NEOM released a list of the project’s advisers in an official announcement made on October 9. Shortly after, Foster wrote to the board to inform them that he has “suspended his activities” with the project. Other figures included on the list of nineteen advisers are Carlo Ratti of MIT’s Senseable Cities Lab, IDEO president and CEO Tim Brown, Sidewalk Labs chairman and CEO Dan Doctoroff, former Uber CEO Travis Kalanick, and Apple chief design officer Jonathan Ive. Apple has since called Ive’s inclusion on the list a mistake. Doctoroff also said the same. A spokesperson for Ratti said the following about his participation on the board: “Both Carlo and our team are gravely concerned about the Khashoggi case. We are monitoring the situation closely as it develops hour by hour. We are waiting for the results of the US investigation to evaluate the best course of action.”
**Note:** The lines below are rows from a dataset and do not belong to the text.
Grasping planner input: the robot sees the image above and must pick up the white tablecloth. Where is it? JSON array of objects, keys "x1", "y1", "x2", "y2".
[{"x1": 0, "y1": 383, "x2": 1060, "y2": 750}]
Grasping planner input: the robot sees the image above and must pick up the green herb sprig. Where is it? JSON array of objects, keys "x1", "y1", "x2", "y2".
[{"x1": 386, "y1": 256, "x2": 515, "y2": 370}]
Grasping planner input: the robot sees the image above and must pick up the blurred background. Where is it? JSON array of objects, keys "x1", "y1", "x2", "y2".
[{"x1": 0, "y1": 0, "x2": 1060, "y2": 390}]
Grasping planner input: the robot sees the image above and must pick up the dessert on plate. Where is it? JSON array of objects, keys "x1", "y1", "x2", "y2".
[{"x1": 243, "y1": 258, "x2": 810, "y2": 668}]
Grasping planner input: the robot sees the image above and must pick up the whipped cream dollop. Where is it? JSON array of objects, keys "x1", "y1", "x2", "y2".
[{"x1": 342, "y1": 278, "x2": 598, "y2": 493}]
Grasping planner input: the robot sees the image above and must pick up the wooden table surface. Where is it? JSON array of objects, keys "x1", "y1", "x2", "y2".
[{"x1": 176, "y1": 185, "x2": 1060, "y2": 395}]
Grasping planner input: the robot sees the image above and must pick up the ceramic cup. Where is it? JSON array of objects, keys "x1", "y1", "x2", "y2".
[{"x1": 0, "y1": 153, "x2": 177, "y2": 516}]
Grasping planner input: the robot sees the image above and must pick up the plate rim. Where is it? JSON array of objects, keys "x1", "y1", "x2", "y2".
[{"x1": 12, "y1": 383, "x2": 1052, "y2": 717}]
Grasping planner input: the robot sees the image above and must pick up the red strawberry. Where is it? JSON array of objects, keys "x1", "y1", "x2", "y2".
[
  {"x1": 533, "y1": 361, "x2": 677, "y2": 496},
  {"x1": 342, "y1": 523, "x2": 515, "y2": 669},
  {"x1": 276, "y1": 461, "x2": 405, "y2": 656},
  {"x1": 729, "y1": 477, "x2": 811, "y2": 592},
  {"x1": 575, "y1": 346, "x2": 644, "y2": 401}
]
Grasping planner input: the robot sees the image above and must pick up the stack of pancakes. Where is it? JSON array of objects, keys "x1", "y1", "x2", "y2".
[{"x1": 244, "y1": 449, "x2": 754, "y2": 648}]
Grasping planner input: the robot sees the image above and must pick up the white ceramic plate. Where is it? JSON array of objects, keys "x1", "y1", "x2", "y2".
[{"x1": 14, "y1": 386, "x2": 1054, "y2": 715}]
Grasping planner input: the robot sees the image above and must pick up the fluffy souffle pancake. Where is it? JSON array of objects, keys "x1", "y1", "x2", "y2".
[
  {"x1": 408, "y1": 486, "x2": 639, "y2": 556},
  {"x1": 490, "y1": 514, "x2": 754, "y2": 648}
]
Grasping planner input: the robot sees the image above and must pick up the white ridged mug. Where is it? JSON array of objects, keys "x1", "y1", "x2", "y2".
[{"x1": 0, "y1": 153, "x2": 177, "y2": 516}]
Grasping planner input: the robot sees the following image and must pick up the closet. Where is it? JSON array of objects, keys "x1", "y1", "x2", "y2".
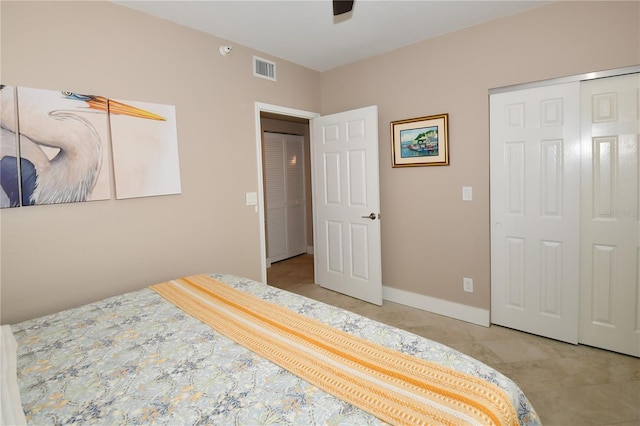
[
  {"x1": 490, "y1": 67, "x2": 640, "y2": 356},
  {"x1": 263, "y1": 132, "x2": 307, "y2": 265}
]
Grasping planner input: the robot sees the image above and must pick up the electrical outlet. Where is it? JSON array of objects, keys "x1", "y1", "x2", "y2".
[
  {"x1": 462, "y1": 186, "x2": 473, "y2": 201},
  {"x1": 462, "y1": 278, "x2": 473, "y2": 293}
]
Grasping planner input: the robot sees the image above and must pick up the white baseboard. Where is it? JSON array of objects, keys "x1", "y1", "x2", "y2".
[{"x1": 382, "y1": 286, "x2": 491, "y2": 327}]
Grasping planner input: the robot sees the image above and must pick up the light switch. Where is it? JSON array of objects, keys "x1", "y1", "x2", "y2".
[
  {"x1": 245, "y1": 192, "x2": 258, "y2": 206},
  {"x1": 462, "y1": 186, "x2": 473, "y2": 201}
]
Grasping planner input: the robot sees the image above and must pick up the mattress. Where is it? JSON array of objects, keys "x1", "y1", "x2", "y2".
[{"x1": 3, "y1": 274, "x2": 540, "y2": 425}]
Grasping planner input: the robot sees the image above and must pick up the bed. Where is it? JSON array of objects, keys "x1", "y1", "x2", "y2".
[{"x1": 1, "y1": 274, "x2": 540, "y2": 425}]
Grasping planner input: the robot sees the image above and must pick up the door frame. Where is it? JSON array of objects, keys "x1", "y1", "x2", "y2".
[
  {"x1": 254, "y1": 102, "x2": 320, "y2": 284},
  {"x1": 489, "y1": 65, "x2": 640, "y2": 95}
]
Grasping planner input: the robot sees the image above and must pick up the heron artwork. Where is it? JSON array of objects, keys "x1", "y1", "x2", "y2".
[{"x1": 0, "y1": 86, "x2": 165, "y2": 207}]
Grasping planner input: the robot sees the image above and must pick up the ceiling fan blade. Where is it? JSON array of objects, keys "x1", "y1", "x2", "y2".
[{"x1": 333, "y1": 0, "x2": 354, "y2": 16}]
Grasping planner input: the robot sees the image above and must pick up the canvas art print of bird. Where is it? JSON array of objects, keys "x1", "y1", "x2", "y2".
[{"x1": 0, "y1": 86, "x2": 165, "y2": 207}]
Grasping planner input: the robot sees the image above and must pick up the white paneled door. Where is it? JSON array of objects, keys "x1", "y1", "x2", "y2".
[
  {"x1": 311, "y1": 106, "x2": 382, "y2": 305},
  {"x1": 490, "y1": 82, "x2": 580, "y2": 343},
  {"x1": 579, "y1": 74, "x2": 640, "y2": 356}
]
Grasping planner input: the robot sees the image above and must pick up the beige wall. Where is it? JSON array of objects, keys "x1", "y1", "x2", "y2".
[
  {"x1": 322, "y1": 1, "x2": 640, "y2": 309},
  {"x1": 0, "y1": 1, "x2": 640, "y2": 323},
  {"x1": 0, "y1": 1, "x2": 320, "y2": 323}
]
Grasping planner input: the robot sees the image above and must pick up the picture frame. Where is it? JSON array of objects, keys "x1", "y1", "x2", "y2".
[{"x1": 391, "y1": 114, "x2": 449, "y2": 167}]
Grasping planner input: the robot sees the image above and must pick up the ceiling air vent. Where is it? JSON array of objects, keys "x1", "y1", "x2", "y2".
[{"x1": 253, "y1": 56, "x2": 276, "y2": 81}]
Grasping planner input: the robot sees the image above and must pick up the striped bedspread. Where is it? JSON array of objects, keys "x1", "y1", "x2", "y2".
[{"x1": 151, "y1": 275, "x2": 519, "y2": 425}]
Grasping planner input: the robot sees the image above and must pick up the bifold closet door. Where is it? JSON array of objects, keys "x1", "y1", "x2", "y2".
[
  {"x1": 490, "y1": 82, "x2": 580, "y2": 343},
  {"x1": 579, "y1": 74, "x2": 640, "y2": 356},
  {"x1": 263, "y1": 132, "x2": 307, "y2": 264}
]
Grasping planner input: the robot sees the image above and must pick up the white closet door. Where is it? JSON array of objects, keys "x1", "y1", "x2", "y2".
[
  {"x1": 263, "y1": 132, "x2": 307, "y2": 263},
  {"x1": 579, "y1": 74, "x2": 640, "y2": 356},
  {"x1": 490, "y1": 82, "x2": 580, "y2": 343}
]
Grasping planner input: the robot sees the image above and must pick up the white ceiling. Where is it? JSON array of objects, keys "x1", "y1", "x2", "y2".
[{"x1": 114, "y1": 0, "x2": 550, "y2": 71}]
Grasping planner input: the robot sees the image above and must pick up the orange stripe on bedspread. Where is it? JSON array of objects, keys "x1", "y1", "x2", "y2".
[{"x1": 151, "y1": 275, "x2": 518, "y2": 426}]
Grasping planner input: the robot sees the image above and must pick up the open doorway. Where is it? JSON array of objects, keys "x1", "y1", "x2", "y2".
[{"x1": 255, "y1": 103, "x2": 319, "y2": 283}]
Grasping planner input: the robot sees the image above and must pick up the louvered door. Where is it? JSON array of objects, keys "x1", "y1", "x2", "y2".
[{"x1": 263, "y1": 132, "x2": 307, "y2": 264}]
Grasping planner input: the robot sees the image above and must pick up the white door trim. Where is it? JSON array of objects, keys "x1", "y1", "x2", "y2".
[
  {"x1": 489, "y1": 65, "x2": 640, "y2": 95},
  {"x1": 255, "y1": 102, "x2": 320, "y2": 284}
]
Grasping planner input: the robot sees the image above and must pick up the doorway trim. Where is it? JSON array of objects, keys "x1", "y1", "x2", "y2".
[
  {"x1": 255, "y1": 102, "x2": 320, "y2": 284},
  {"x1": 489, "y1": 65, "x2": 640, "y2": 95}
]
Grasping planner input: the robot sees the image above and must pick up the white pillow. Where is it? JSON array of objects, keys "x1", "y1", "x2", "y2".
[{"x1": 0, "y1": 325, "x2": 27, "y2": 426}]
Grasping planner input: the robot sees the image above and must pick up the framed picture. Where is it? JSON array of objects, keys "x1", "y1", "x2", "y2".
[{"x1": 391, "y1": 114, "x2": 449, "y2": 167}]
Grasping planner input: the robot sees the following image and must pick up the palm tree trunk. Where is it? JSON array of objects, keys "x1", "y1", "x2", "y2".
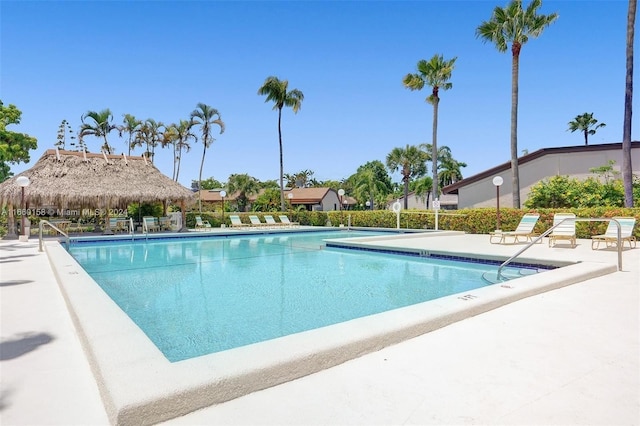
[
  {"x1": 198, "y1": 138, "x2": 208, "y2": 213},
  {"x1": 622, "y1": 0, "x2": 637, "y2": 208},
  {"x1": 402, "y1": 174, "x2": 409, "y2": 210},
  {"x1": 278, "y1": 108, "x2": 286, "y2": 212},
  {"x1": 511, "y1": 43, "x2": 520, "y2": 209},
  {"x1": 176, "y1": 148, "x2": 182, "y2": 182},
  {"x1": 431, "y1": 98, "x2": 440, "y2": 200}
]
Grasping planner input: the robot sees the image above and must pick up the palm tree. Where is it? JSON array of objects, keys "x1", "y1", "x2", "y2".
[
  {"x1": 413, "y1": 176, "x2": 433, "y2": 208},
  {"x1": 118, "y1": 114, "x2": 142, "y2": 157},
  {"x1": 131, "y1": 118, "x2": 164, "y2": 163},
  {"x1": 173, "y1": 120, "x2": 198, "y2": 182},
  {"x1": 402, "y1": 54, "x2": 457, "y2": 205},
  {"x1": 78, "y1": 108, "x2": 117, "y2": 154},
  {"x1": 160, "y1": 123, "x2": 180, "y2": 181},
  {"x1": 622, "y1": 0, "x2": 636, "y2": 208},
  {"x1": 258, "y1": 76, "x2": 304, "y2": 211},
  {"x1": 476, "y1": 0, "x2": 558, "y2": 208},
  {"x1": 191, "y1": 102, "x2": 224, "y2": 213},
  {"x1": 348, "y1": 160, "x2": 391, "y2": 210},
  {"x1": 227, "y1": 173, "x2": 260, "y2": 212},
  {"x1": 387, "y1": 145, "x2": 427, "y2": 210},
  {"x1": 567, "y1": 112, "x2": 606, "y2": 145}
]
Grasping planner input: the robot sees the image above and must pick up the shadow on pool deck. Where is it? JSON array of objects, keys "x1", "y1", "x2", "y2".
[{"x1": 0, "y1": 235, "x2": 640, "y2": 424}]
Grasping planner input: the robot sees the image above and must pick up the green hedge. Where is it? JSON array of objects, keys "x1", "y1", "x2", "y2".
[{"x1": 115, "y1": 207, "x2": 640, "y2": 239}]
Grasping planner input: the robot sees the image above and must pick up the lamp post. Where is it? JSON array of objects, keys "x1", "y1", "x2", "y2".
[
  {"x1": 287, "y1": 192, "x2": 293, "y2": 220},
  {"x1": 338, "y1": 188, "x2": 344, "y2": 226},
  {"x1": 493, "y1": 176, "x2": 504, "y2": 230},
  {"x1": 220, "y1": 190, "x2": 227, "y2": 225},
  {"x1": 16, "y1": 176, "x2": 31, "y2": 241}
]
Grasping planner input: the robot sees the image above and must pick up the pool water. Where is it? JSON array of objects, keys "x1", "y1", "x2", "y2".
[{"x1": 70, "y1": 231, "x2": 524, "y2": 362}]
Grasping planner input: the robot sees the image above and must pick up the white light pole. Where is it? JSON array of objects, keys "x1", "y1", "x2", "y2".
[
  {"x1": 220, "y1": 190, "x2": 227, "y2": 226},
  {"x1": 493, "y1": 176, "x2": 504, "y2": 231},
  {"x1": 16, "y1": 176, "x2": 31, "y2": 241}
]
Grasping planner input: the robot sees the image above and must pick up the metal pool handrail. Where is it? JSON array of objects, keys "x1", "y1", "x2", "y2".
[
  {"x1": 38, "y1": 219, "x2": 69, "y2": 251},
  {"x1": 496, "y1": 217, "x2": 622, "y2": 280}
]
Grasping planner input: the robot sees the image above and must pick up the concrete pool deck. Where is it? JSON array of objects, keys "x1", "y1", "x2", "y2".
[{"x1": 0, "y1": 231, "x2": 640, "y2": 425}]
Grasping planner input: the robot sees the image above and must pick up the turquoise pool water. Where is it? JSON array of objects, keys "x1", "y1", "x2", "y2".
[{"x1": 70, "y1": 231, "x2": 524, "y2": 362}]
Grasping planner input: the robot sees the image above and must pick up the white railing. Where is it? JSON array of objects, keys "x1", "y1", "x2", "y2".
[{"x1": 38, "y1": 220, "x2": 69, "y2": 251}]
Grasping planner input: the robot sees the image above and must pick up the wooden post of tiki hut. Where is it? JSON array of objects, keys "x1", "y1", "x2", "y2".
[{"x1": 0, "y1": 149, "x2": 193, "y2": 236}]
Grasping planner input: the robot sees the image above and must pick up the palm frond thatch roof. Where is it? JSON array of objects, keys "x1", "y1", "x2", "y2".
[{"x1": 0, "y1": 149, "x2": 193, "y2": 207}]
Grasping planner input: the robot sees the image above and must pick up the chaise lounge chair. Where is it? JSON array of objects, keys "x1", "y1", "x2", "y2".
[
  {"x1": 591, "y1": 217, "x2": 636, "y2": 250},
  {"x1": 196, "y1": 216, "x2": 211, "y2": 231},
  {"x1": 278, "y1": 214, "x2": 300, "y2": 227},
  {"x1": 264, "y1": 214, "x2": 283, "y2": 228},
  {"x1": 489, "y1": 213, "x2": 540, "y2": 244},
  {"x1": 142, "y1": 216, "x2": 160, "y2": 233},
  {"x1": 229, "y1": 214, "x2": 249, "y2": 228},
  {"x1": 249, "y1": 215, "x2": 268, "y2": 228},
  {"x1": 549, "y1": 213, "x2": 577, "y2": 247}
]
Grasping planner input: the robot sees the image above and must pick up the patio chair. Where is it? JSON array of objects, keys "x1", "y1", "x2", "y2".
[
  {"x1": 264, "y1": 215, "x2": 283, "y2": 228},
  {"x1": 249, "y1": 215, "x2": 267, "y2": 228},
  {"x1": 142, "y1": 216, "x2": 160, "y2": 232},
  {"x1": 278, "y1": 214, "x2": 300, "y2": 227},
  {"x1": 549, "y1": 213, "x2": 577, "y2": 247},
  {"x1": 591, "y1": 217, "x2": 636, "y2": 250},
  {"x1": 196, "y1": 216, "x2": 211, "y2": 231},
  {"x1": 229, "y1": 214, "x2": 249, "y2": 228},
  {"x1": 489, "y1": 213, "x2": 540, "y2": 244}
]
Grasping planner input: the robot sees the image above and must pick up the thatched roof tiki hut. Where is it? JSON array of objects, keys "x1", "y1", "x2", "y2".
[{"x1": 0, "y1": 149, "x2": 193, "y2": 234}]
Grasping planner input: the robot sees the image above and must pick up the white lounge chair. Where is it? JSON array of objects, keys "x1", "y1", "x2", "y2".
[
  {"x1": 489, "y1": 213, "x2": 540, "y2": 244},
  {"x1": 591, "y1": 217, "x2": 636, "y2": 250},
  {"x1": 278, "y1": 214, "x2": 300, "y2": 227},
  {"x1": 249, "y1": 215, "x2": 267, "y2": 228},
  {"x1": 264, "y1": 215, "x2": 283, "y2": 228},
  {"x1": 229, "y1": 214, "x2": 249, "y2": 228},
  {"x1": 549, "y1": 213, "x2": 577, "y2": 247},
  {"x1": 196, "y1": 216, "x2": 211, "y2": 231},
  {"x1": 142, "y1": 216, "x2": 160, "y2": 232}
]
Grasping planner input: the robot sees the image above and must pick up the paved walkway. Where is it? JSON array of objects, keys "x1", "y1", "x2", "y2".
[{"x1": 0, "y1": 235, "x2": 640, "y2": 425}]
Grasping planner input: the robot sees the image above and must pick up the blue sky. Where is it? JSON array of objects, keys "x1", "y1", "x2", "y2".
[{"x1": 0, "y1": 0, "x2": 640, "y2": 186}]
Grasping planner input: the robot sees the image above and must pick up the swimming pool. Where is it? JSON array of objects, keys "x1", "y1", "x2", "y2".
[{"x1": 70, "y1": 231, "x2": 528, "y2": 362}]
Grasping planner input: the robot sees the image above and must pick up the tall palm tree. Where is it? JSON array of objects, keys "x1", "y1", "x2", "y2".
[
  {"x1": 160, "y1": 123, "x2": 180, "y2": 181},
  {"x1": 227, "y1": 173, "x2": 260, "y2": 212},
  {"x1": 191, "y1": 102, "x2": 225, "y2": 213},
  {"x1": 131, "y1": 118, "x2": 164, "y2": 163},
  {"x1": 476, "y1": 0, "x2": 558, "y2": 208},
  {"x1": 567, "y1": 112, "x2": 606, "y2": 145},
  {"x1": 402, "y1": 54, "x2": 457, "y2": 205},
  {"x1": 173, "y1": 120, "x2": 198, "y2": 182},
  {"x1": 78, "y1": 108, "x2": 117, "y2": 154},
  {"x1": 258, "y1": 76, "x2": 304, "y2": 211},
  {"x1": 413, "y1": 176, "x2": 433, "y2": 208},
  {"x1": 118, "y1": 114, "x2": 142, "y2": 157},
  {"x1": 622, "y1": 0, "x2": 636, "y2": 207},
  {"x1": 348, "y1": 160, "x2": 392, "y2": 210},
  {"x1": 387, "y1": 145, "x2": 427, "y2": 210}
]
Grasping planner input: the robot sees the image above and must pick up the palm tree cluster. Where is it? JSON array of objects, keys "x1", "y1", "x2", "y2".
[{"x1": 63, "y1": 0, "x2": 636, "y2": 211}]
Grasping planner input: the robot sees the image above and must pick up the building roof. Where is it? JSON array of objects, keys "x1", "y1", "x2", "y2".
[
  {"x1": 442, "y1": 141, "x2": 640, "y2": 194},
  {"x1": 0, "y1": 149, "x2": 193, "y2": 207}
]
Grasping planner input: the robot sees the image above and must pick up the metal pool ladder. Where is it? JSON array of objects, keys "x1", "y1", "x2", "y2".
[{"x1": 496, "y1": 217, "x2": 622, "y2": 281}]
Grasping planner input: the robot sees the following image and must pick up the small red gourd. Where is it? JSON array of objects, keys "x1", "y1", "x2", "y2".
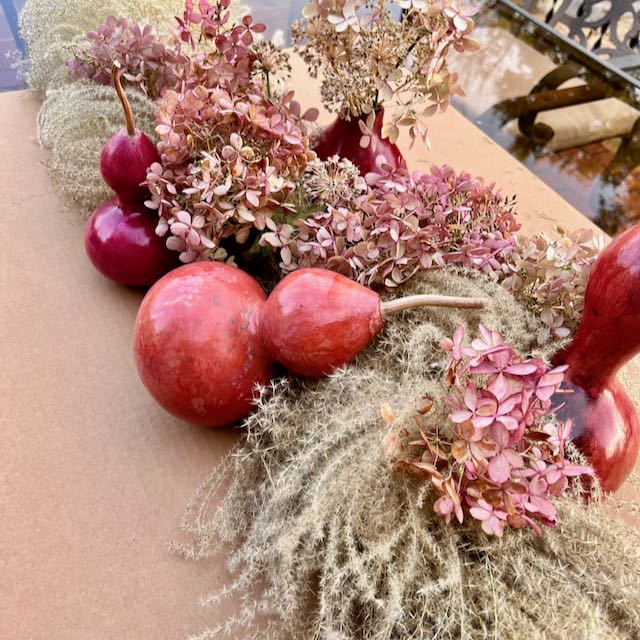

A number of cultural institutions and other organizations have also been reconsidering their ties to Saudi Arabia as details regarding Khashoggi’s death have come to light. Both the Metropolitan Museum of Art and the Brooklyn Museum have decided to no longer accept funding from the country and Saudi-backed organizations in an act of solidarity with the international community and those outraged by the human rights abuses committed by Saudi Arabia.